Lessons for Technology Assessment

Continuous recording instruments are invaluable research tools. If there is a central criticism of fetal heart monitor usage, it is that the monitors were adopted for routine use without the research background necessary to understand their limitations. As illustrated by fetal heart monitors, more data (as opposed to information) increases the risk of litigation. This happens because plaintiff's attorneys thrive on ambiguity. If a patient is injured, the plaintiff's attorney will comb the records for anything that cannot be clearly explained to portray as the cause of the injury. This is countered to some extent by the highly filtered nature of traditional medical records. Continuously recorded streams of ambiguous instrument output, in contrast, provide a goldmine of exploitable ambiguity.

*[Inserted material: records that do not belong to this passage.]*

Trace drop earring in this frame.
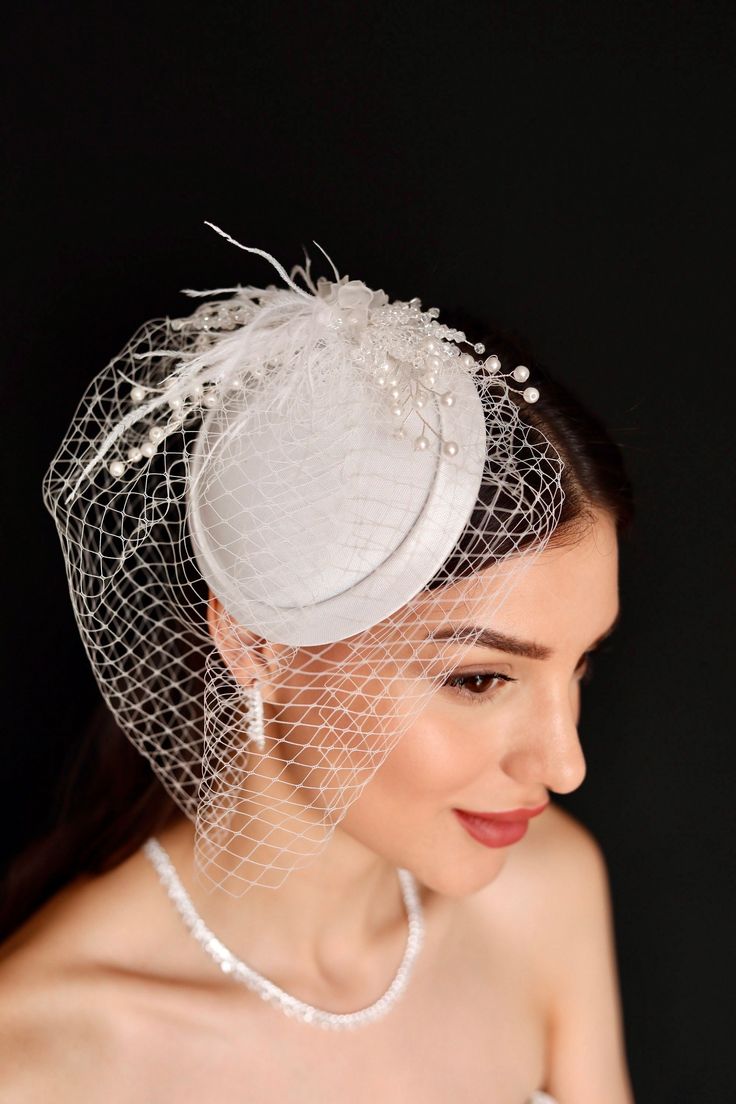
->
[243,682,266,752]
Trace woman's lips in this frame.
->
[452,803,548,847]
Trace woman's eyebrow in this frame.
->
[427,609,621,659]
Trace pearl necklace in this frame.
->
[143,837,424,1030]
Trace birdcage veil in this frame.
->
[43,227,564,895]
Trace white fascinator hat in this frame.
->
[43,227,563,893]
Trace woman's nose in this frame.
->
[501,687,587,794]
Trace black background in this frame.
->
[1,0,736,1104]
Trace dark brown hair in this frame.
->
[0,311,633,938]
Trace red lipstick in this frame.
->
[452,802,550,847]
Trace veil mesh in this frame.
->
[43,227,564,895]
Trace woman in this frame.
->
[0,228,632,1104]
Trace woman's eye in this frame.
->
[442,671,516,701]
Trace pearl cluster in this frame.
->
[354,297,540,457]
[102,277,540,478]
[143,837,424,1031]
[243,683,266,752]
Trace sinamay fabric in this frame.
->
[43,227,563,894]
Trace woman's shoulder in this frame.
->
[0,843,168,1104]
[489,805,632,1101]
[480,804,608,1015]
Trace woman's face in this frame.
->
[211,513,618,895]
[331,513,618,895]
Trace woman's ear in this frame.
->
[207,591,268,687]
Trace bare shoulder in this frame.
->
[489,804,608,946]
[0,863,162,1104]
[498,804,632,1104]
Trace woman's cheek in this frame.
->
[376,709,480,804]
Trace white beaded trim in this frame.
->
[143,837,424,1031]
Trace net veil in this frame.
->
[43,227,564,895]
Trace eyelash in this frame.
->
[442,651,593,704]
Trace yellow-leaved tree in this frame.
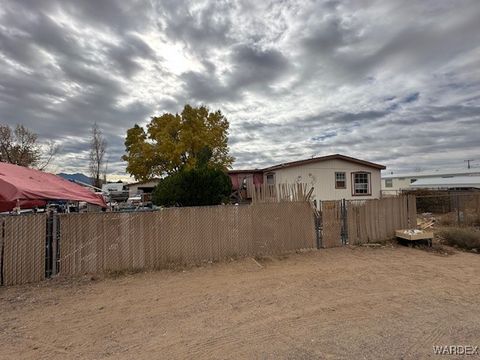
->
[122,105,234,181]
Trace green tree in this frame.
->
[122,105,234,180]
[0,124,59,170]
[153,148,232,206]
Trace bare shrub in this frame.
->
[440,228,480,250]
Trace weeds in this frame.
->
[440,228,480,250]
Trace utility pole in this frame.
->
[463,159,474,169]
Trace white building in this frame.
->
[229,154,385,200]
[128,178,160,197]
[382,168,480,195]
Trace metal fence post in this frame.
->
[51,212,58,276]
[340,199,348,245]
[0,219,5,285]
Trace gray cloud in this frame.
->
[0,0,480,176]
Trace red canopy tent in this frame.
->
[0,162,107,212]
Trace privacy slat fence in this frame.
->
[0,214,46,285]
[321,195,417,248]
[0,196,420,285]
[59,202,316,276]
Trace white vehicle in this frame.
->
[127,195,142,206]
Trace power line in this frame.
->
[463,159,475,169]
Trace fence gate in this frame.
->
[319,195,417,248]
[320,200,348,248]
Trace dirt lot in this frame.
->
[0,247,480,359]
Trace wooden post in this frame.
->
[51,211,58,276]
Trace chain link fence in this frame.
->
[0,202,317,285]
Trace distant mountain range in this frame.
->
[57,173,93,185]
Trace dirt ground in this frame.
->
[0,247,480,359]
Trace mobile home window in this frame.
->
[352,172,371,196]
[335,172,347,189]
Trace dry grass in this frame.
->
[440,228,480,250]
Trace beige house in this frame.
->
[229,154,385,200]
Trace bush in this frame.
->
[440,228,480,250]
[153,166,232,206]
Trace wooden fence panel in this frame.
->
[322,201,342,248]
[0,214,47,285]
[60,202,316,275]
[322,196,416,248]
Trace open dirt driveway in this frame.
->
[0,247,480,359]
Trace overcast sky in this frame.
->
[0,0,480,178]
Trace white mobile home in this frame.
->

It is critical that new instruments be evaluated for the reliability of their intrinsic measurements and for the clinical significance of those measurements. Does the data resolve clinical questions, or merely complicate them? This question becomes more interesting as hospitals purchase clinical information systems that feed the outputs of various existing monitors into a computer-based continuous recording system. The assumption is that since these instruments are already in place, their output must be useful. It is possible, however, that many existing measurements are only useful in the larger context of patient care. Like a fetal heart rate observed without the context of the mother, their readings may be much less valuable as retrospective records. Given that efficacy testing is a recent innovation for medical devices, it is also possible that some existing measurements are clinically irrelevant. This means that their outputs will be randomly related to the patient's condition, creating that ambiguity so valuable to plaintiff's attorneys.

Clinical instruments provide data, not necessarily information that aids in clinical decisionmaking. This data creates noise that can obscure significant clinical information while providing 20/20 hindsight to those who would second guess the physician's actions. If clinical information systems are not carefully thought through and tested, it may be that the IEEE-488 connector will someday be renamed the "plaintiff's best friend."